15 Mayıs 2011 Pazar

Biriktirdiklerim

Doktora ve ağırlaşan dil kursu beni tarumar ettiği için, yazsam da basamıyorum bu sıra. Kopmamak lazım. Kısa kısa, son dönemlerde başıma gelen 5 şahane hadise:

1. Yolcu koltuğu ve ön camı tepeden tırnağa kaktüslerle dolu halde, gayet huzur dolu bir ifadeyle araba kullanan bir adam gördüm trafikte. O kadar kaktüsle ani bir fren yapma olasılığı beni ürküttü.

2. "Şu hayatta başladığım hiçbir işi bitiremiyorum" diye yakınırken, koca bir kutu haribo ayıcığı yiyip bitirmiş olduğumu fark etmek, beni sevinç ve dehşet denizlerine saldı.

3. İki ay sonraki "memleket seyahati"nin uçak biletlerini aldığım günün akşamında gördüğüm, havada değil de bir tarlanın ortasında pişkin pişkin oturmakta olan 50 kadar leylek beni sinirlendirdi ve durduk yere batıl inanç sahibi etti.

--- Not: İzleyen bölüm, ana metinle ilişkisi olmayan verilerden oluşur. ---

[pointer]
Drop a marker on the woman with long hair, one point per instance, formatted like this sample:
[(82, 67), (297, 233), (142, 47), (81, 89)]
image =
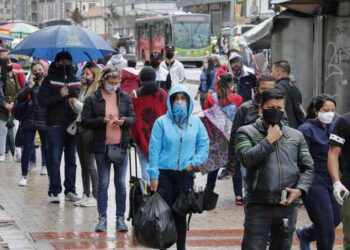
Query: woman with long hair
[(319, 202), (109, 113), (206, 80), (226, 102), (89, 84)]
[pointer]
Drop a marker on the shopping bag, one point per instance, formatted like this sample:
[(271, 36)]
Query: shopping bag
[(154, 224)]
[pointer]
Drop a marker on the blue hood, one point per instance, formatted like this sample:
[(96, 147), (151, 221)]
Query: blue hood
[(180, 88)]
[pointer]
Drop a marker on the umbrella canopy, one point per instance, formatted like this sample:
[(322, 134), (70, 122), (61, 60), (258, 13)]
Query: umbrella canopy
[(6, 37), (18, 29), (82, 44)]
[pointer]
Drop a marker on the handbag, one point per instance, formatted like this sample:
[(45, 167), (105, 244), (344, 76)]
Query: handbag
[(72, 128), (116, 153)]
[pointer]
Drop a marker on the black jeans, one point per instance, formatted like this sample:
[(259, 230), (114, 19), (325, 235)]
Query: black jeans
[(171, 183), (263, 220)]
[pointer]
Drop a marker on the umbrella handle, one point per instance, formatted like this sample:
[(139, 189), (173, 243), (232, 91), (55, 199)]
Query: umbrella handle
[(87, 54)]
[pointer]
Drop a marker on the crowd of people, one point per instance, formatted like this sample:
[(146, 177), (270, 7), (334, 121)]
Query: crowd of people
[(252, 127)]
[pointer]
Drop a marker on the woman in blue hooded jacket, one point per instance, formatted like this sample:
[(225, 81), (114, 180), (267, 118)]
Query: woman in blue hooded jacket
[(179, 144)]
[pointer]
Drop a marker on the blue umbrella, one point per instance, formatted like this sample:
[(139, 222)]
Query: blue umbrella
[(82, 44), (6, 37)]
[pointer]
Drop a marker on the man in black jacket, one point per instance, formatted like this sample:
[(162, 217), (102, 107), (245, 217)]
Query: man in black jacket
[(281, 71), (279, 170), (57, 88)]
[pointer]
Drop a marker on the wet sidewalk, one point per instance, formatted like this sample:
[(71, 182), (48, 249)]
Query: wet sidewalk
[(28, 221)]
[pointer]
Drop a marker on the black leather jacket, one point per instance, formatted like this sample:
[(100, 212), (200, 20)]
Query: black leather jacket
[(273, 168)]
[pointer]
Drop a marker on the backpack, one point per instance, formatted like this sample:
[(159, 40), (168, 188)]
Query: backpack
[(293, 92)]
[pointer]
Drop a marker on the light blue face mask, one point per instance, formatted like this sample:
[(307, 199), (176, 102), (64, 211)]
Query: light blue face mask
[(180, 112), (110, 88)]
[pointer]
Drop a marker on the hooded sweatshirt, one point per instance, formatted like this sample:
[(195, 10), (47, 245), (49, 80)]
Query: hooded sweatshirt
[(130, 79), (175, 148)]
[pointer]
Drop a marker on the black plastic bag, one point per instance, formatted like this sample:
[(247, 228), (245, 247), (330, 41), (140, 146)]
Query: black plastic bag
[(154, 224)]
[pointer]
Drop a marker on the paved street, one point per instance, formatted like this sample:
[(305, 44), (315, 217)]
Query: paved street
[(28, 221)]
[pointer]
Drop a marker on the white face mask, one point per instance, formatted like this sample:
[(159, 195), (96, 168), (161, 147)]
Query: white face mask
[(325, 117), (110, 88)]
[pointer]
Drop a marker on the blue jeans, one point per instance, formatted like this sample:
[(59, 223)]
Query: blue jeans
[(59, 140), (28, 141), (143, 162), (103, 170), (323, 210)]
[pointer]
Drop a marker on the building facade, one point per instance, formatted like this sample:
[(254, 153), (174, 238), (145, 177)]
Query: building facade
[(244, 11)]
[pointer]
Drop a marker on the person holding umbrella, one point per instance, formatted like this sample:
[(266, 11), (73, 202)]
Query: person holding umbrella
[(55, 94)]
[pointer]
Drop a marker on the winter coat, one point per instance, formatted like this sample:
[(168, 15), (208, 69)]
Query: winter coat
[(93, 118), (272, 168), (130, 80), (34, 115), (175, 148), (58, 110)]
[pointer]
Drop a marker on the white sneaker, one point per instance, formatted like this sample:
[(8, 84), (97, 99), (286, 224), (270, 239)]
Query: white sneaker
[(54, 198), (90, 202), (71, 197), (43, 170), (82, 199), (22, 182)]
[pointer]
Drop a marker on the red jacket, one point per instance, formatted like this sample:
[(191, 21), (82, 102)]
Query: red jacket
[(18, 70), (210, 101), (130, 80)]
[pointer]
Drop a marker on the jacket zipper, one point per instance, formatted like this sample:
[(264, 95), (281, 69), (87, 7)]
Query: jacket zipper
[(279, 167), (178, 159)]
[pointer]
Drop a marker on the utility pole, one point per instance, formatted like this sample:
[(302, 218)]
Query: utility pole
[(232, 20)]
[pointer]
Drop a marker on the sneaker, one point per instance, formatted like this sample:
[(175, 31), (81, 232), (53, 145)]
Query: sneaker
[(101, 225), (304, 242), (22, 182), (239, 201), (89, 202), (54, 198), (120, 225), (71, 197), (78, 203), (223, 175), (43, 170)]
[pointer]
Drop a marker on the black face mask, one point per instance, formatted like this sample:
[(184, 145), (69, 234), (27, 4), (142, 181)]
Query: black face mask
[(39, 76), (9, 68), (154, 64), (169, 55), (272, 116)]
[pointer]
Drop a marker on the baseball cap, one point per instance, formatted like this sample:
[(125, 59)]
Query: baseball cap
[(169, 47)]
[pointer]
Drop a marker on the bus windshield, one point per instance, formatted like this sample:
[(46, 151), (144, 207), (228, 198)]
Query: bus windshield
[(191, 34)]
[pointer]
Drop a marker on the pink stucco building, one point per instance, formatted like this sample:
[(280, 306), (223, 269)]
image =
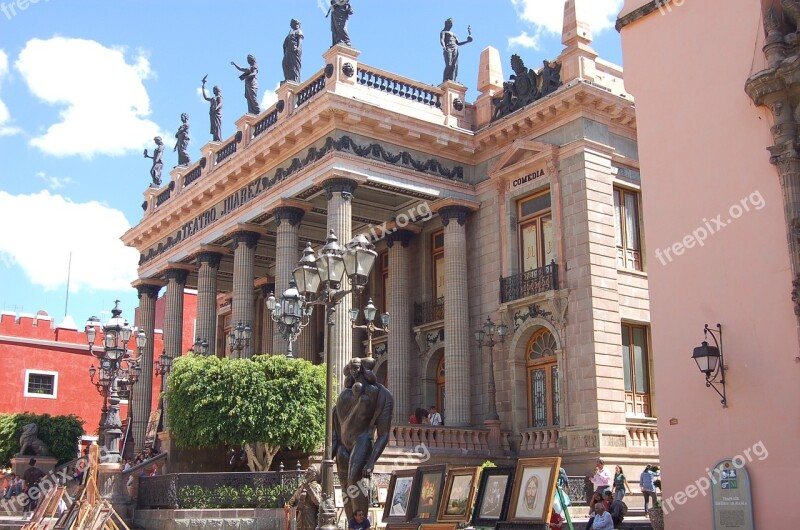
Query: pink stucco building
[(716, 116)]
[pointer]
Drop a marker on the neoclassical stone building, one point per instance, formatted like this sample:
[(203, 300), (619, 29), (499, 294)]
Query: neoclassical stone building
[(526, 215)]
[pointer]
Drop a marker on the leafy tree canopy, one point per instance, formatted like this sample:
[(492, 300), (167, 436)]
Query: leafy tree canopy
[(60, 433), (269, 400)]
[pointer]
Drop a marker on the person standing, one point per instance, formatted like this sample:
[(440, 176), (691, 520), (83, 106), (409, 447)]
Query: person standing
[(249, 76), (647, 486), (293, 52), (214, 111), (435, 417), (602, 478), (620, 484), (340, 12), (31, 478), (450, 44)]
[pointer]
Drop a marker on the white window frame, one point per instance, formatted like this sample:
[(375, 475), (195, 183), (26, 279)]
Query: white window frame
[(29, 372)]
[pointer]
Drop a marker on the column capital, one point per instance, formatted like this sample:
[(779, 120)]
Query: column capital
[(400, 236), (290, 214), (342, 185), (245, 236), (179, 275), (212, 259)]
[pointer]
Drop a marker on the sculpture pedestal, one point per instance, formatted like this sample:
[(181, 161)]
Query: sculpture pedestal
[(20, 463), (111, 486)]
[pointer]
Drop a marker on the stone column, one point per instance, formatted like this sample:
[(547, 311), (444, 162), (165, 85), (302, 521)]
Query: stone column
[(173, 321), (244, 253), (208, 266), (143, 389), (400, 360), (286, 255), (456, 317), (339, 192)]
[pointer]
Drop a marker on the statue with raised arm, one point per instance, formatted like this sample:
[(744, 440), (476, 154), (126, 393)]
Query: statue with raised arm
[(158, 163), (361, 421), (214, 111), (182, 143), (306, 499), (450, 44), (340, 12), (293, 52), (249, 76)]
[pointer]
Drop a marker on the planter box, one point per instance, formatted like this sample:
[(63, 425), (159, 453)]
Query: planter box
[(222, 519)]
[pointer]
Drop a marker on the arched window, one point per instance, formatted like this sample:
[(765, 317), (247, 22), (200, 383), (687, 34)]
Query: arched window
[(543, 392), (440, 385)]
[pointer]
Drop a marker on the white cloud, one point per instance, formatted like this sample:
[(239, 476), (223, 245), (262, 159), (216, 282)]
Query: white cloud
[(269, 98), (547, 15), (105, 102), (54, 226), (5, 117), (524, 40), (53, 183)]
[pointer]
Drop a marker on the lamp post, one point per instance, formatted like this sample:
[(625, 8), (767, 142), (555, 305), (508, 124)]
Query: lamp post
[(116, 362), (291, 313), (239, 339), (319, 281), (485, 337), (370, 312)]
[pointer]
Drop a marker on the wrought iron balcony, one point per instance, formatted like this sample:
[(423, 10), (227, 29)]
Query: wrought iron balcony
[(430, 311), (529, 283)]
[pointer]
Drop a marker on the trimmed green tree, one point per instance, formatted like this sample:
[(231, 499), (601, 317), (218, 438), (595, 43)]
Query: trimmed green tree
[(60, 433), (263, 404)]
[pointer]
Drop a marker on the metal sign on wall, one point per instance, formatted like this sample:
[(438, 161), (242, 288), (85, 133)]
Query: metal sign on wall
[(731, 497)]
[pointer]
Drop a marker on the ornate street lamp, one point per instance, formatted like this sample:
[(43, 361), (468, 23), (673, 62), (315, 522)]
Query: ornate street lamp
[(370, 311), (485, 337), (239, 338), (116, 363), (320, 283), (291, 313)]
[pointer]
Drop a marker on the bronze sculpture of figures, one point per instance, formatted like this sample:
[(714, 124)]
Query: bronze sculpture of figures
[(250, 84), (361, 421), (158, 163), (182, 144), (450, 44), (307, 498), (293, 52), (214, 111), (341, 11)]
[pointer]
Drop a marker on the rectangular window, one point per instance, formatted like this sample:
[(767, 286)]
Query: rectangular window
[(536, 232), (626, 222), (41, 384), (635, 363)]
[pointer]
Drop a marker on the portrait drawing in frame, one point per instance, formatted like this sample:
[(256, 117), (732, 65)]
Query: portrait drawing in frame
[(428, 486), (398, 496), (494, 495), (534, 488), (459, 491)]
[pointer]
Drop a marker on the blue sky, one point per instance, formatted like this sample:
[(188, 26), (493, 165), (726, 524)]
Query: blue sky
[(86, 84)]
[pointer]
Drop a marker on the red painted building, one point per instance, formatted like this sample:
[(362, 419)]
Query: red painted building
[(45, 367)]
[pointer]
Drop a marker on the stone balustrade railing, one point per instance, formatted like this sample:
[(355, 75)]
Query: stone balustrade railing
[(403, 87), (642, 435), (411, 436)]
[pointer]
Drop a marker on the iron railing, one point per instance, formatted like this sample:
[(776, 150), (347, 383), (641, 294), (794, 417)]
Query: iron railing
[(430, 311), (529, 283)]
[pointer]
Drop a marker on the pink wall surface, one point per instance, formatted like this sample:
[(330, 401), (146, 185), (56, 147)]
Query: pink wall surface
[(702, 144)]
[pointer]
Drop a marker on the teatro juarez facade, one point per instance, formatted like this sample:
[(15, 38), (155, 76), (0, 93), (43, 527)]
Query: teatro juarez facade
[(522, 206)]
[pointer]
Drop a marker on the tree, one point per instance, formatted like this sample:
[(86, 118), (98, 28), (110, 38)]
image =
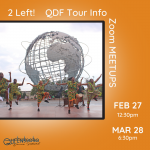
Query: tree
[(23, 95)]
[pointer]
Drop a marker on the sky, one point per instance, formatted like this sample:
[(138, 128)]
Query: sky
[(12, 52)]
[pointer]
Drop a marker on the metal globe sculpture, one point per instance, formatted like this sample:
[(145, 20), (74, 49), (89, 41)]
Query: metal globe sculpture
[(54, 54)]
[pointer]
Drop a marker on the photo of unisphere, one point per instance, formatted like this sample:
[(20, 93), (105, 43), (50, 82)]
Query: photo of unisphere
[(51, 70)]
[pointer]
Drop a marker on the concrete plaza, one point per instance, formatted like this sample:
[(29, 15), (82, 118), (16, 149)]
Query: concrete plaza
[(28, 109)]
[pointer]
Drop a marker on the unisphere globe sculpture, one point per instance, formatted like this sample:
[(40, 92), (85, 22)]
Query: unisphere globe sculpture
[(54, 54)]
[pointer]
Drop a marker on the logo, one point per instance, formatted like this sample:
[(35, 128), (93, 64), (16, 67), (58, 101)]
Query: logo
[(21, 141)]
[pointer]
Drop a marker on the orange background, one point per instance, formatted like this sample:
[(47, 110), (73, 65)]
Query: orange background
[(132, 32)]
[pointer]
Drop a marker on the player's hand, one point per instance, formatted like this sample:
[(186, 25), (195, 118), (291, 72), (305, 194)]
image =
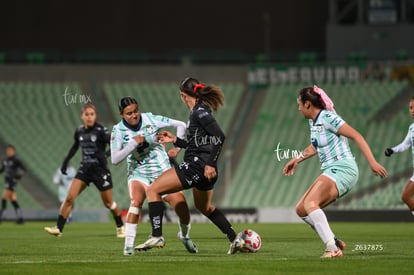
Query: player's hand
[(139, 139), (290, 167), (388, 152), (165, 137), (173, 153), (379, 170), (63, 169), (210, 172)]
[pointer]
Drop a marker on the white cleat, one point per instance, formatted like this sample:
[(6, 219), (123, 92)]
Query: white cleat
[(152, 242), (120, 232), (188, 243), (128, 251), (236, 245), (54, 231)]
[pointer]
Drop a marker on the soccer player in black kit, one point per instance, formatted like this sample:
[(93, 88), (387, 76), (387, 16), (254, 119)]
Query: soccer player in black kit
[(93, 138), (13, 169), (199, 169)]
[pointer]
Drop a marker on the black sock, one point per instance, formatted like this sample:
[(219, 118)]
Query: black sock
[(218, 218), (156, 210), (61, 223), (18, 210), (118, 221)]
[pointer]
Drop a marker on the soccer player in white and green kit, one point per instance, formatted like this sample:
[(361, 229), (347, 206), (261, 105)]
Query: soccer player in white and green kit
[(329, 140), (135, 138)]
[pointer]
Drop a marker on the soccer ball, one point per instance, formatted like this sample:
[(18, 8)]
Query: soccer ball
[(252, 241)]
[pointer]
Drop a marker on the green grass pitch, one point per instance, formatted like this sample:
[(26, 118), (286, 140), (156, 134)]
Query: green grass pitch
[(92, 248)]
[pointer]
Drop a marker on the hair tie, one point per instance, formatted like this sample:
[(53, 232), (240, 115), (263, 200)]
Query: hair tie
[(325, 98), (197, 86)]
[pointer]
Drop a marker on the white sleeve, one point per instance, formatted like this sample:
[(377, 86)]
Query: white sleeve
[(403, 146), (119, 153), (56, 177)]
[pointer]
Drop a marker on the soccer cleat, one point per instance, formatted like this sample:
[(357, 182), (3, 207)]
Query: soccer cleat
[(332, 254), (340, 244), (236, 245), (188, 243), (152, 242), (128, 251), (120, 232), (53, 231)]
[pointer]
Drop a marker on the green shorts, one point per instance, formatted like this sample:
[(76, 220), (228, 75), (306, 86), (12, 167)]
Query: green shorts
[(344, 173)]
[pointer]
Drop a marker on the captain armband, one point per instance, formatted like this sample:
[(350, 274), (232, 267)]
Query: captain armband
[(181, 143)]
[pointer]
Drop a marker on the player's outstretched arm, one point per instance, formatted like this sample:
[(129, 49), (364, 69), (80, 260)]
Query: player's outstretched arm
[(290, 167), (347, 131)]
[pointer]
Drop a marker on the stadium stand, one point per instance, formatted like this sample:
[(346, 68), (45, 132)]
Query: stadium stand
[(163, 99), (40, 120)]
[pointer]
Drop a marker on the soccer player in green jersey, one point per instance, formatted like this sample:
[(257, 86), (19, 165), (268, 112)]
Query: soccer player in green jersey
[(135, 138), (329, 140)]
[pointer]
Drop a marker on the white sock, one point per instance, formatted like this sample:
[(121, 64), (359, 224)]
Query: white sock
[(309, 221), (130, 233), (322, 228), (184, 229)]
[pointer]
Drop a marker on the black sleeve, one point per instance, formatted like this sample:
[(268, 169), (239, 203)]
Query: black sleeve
[(214, 130), (72, 150), (20, 164), (181, 143)]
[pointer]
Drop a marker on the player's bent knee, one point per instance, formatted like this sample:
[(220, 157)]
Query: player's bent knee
[(111, 206), (134, 210)]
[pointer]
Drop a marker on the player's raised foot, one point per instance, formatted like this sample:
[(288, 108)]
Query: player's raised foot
[(332, 254), (120, 232), (152, 242), (53, 231), (129, 251), (236, 245), (340, 244), (188, 243)]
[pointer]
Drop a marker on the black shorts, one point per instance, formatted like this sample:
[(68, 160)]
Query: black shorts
[(192, 175), (10, 184), (100, 176)]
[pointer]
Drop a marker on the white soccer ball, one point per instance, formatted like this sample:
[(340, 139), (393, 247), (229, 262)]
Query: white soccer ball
[(252, 241)]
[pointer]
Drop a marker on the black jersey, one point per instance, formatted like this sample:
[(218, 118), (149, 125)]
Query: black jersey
[(12, 167), (204, 137), (93, 143)]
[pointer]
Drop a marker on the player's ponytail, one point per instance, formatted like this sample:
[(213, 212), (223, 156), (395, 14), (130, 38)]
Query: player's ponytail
[(308, 94), (124, 102), (210, 95)]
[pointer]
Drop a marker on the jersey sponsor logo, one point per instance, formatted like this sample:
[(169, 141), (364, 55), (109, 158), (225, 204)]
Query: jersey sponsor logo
[(206, 139), (184, 165), (149, 129), (106, 184), (314, 142)]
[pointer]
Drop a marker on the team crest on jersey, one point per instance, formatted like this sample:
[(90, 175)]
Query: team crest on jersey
[(149, 130), (318, 128)]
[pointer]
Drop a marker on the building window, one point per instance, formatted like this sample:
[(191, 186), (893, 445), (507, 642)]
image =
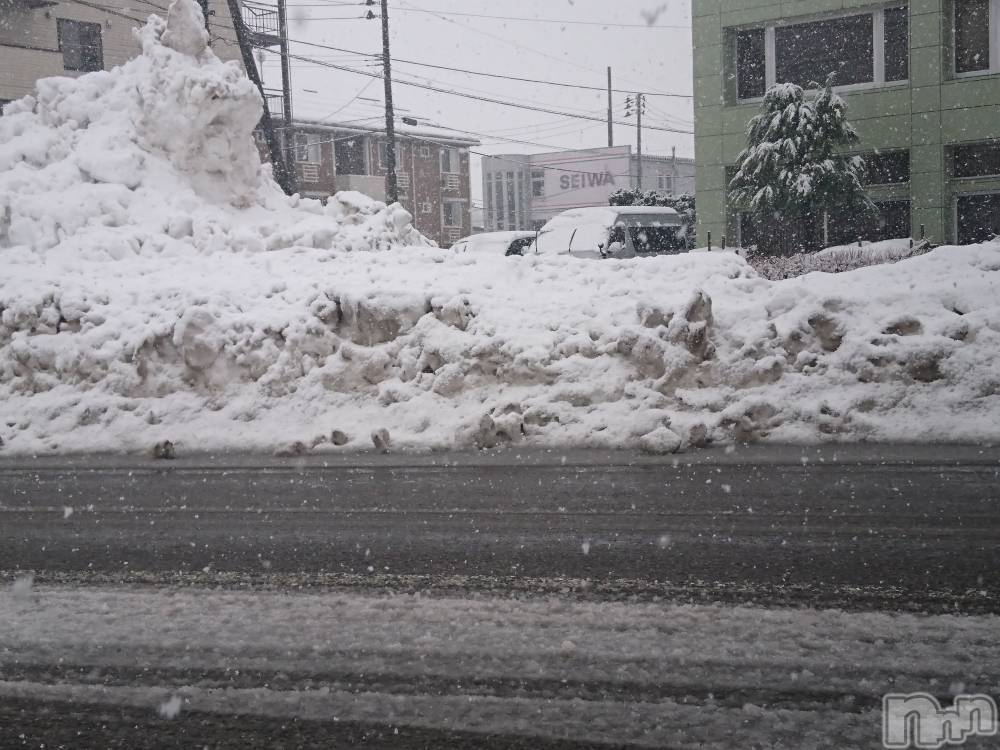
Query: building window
[(808, 52), (892, 222), (861, 49), (977, 217), (451, 213), (750, 63), (449, 161), (307, 147), (973, 22), (896, 41), (976, 159), (383, 154), (537, 183), (887, 167), (498, 202), (81, 45)]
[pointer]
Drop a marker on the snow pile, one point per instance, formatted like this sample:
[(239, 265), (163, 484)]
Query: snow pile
[(156, 158), (317, 350), (835, 259), (137, 308)]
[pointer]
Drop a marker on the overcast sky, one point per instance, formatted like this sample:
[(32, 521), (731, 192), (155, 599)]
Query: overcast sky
[(646, 42)]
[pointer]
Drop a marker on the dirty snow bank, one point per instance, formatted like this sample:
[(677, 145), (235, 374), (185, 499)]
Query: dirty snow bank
[(258, 351), (137, 305)]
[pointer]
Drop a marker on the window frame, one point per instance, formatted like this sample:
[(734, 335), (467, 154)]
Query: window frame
[(878, 49), (994, 66), (954, 206), (950, 160), (884, 151), (444, 213), (382, 155), (62, 23), (309, 141)]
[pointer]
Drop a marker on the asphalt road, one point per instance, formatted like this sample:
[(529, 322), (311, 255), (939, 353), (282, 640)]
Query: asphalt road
[(864, 527), (273, 596)]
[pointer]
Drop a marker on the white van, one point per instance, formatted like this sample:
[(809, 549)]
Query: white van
[(612, 232)]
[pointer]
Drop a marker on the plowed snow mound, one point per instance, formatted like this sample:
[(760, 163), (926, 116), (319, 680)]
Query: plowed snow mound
[(156, 158), (135, 308)]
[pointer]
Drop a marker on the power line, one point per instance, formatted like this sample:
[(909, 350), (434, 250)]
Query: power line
[(534, 51), (480, 73), (412, 9), (487, 99)]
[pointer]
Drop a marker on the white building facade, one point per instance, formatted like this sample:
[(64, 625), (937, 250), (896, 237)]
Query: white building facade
[(523, 191)]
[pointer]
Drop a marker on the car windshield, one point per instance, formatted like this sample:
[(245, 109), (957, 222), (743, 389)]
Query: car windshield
[(294, 455)]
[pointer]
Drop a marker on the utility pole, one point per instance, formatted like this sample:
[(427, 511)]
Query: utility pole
[(286, 89), (611, 126), (206, 11), (640, 104), (282, 174), (391, 184), (640, 108)]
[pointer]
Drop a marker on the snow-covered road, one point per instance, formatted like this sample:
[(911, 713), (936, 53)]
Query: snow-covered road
[(642, 674)]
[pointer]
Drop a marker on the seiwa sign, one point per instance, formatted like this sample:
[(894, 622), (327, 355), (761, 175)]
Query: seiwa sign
[(581, 178), (585, 180)]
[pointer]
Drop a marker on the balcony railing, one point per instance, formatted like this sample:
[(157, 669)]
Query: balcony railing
[(275, 104), (262, 23)]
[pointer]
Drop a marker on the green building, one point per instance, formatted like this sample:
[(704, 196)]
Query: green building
[(922, 83)]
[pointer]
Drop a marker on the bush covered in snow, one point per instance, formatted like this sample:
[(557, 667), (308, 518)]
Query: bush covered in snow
[(795, 167), (834, 259)]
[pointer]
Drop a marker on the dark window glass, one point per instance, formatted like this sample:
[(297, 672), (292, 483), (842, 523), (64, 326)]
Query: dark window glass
[(845, 227), (349, 155), (80, 44), (893, 221), (750, 63), (976, 160), (897, 44), (978, 218), (887, 167), (498, 202), (972, 35), (808, 52), (537, 183)]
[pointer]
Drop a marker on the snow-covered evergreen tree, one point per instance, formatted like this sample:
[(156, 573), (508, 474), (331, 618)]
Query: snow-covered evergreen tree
[(794, 168)]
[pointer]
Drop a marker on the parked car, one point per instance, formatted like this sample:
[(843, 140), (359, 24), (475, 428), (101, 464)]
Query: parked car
[(612, 232), (495, 243)]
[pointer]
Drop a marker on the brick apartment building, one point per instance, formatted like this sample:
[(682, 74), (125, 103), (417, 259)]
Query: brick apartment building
[(42, 38), (433, 170)]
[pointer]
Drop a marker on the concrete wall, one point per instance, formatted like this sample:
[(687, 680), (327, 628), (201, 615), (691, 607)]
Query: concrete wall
[(29, 43), (925, 114)]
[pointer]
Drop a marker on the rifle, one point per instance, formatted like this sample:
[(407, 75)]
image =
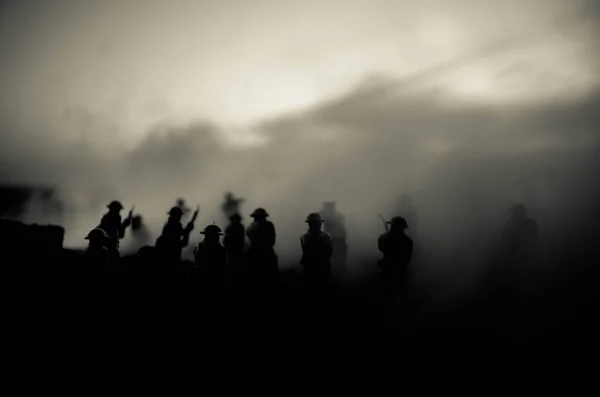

4. Bit pazarından bulup, hemen alıp eve getirdiğim, üstüne bir de canavar gibi çalıştığını görüp sevindiğim bu yanda fotosu bulunan kavuniçi Elvis'li telefonum; tüm hafta boyunca bana "Hayatı fazla ciddiye alırsan, kimse seni ciddiye almaz evladım" dedi durdu.

5. En yakın dostlarım olan üç kazulet erkeğin, kafa kafaya verdikleri halde, birinin "olası sevgilisi" konumundaki kızdan gelen sms'i anlayamaması ve nasıl bir cevap vereceklerini de kestiremedikleri için, gecenin 11'inde "bir hemcinsinin görüşüne başvurmak" üzere Elvis'li kavuniçi telefonumu çaldırmaları beni pek şaşırtmadı ama; kızın "tüm gün marangozluk işleriyle uğraştım, çok yorgunum, şimdi köpüklü bir banyo alıyorum, yalnız kalmak istiyorum, bu sıra fazla görüşmeyelim" mesajı hakikaten dumura uğrattı. Gece yarısı, ilk cümleye kitlenmiş ve haliyle engin fantaziler geliştirmiş bu üç gariban erkekle yapılan bir saatlik tartışma ve değerlendirmeler sonucunda, mesajın ilk yarısında "alenen aranan", ama ikinci yarısında yalnız kalmak isteyen bu "lonely bipolar bitch" kızımıza yollanacak en uygun cevabı bulamamış olmam, gönül "mes-ele-leri" hususunda çaptan düştüğümün bir belirtisi olarak beni telaşlandırdı.

Hamiş: Aklımın bir köşesinde bu mevzuyu değerlendirmeye hala devam ediyorum. Anlamadım ben bu işten, gönül postasında çağ dışı kalmışım! Ne diyor, ne demek istiyor bu kadın milleti? Yemin ederim aklıma Oğuz Atay'ın Korkuyu Beklerken'indeki "Ne evet, ne hayır" hikayesi geldi! Ha bir de, şimdi fark ettim, Oğuz Atay gibi uzun ve bitmek bilmeyen cümleler kurmaya başlamışım ben yahu.. Niye böyle oldum ki??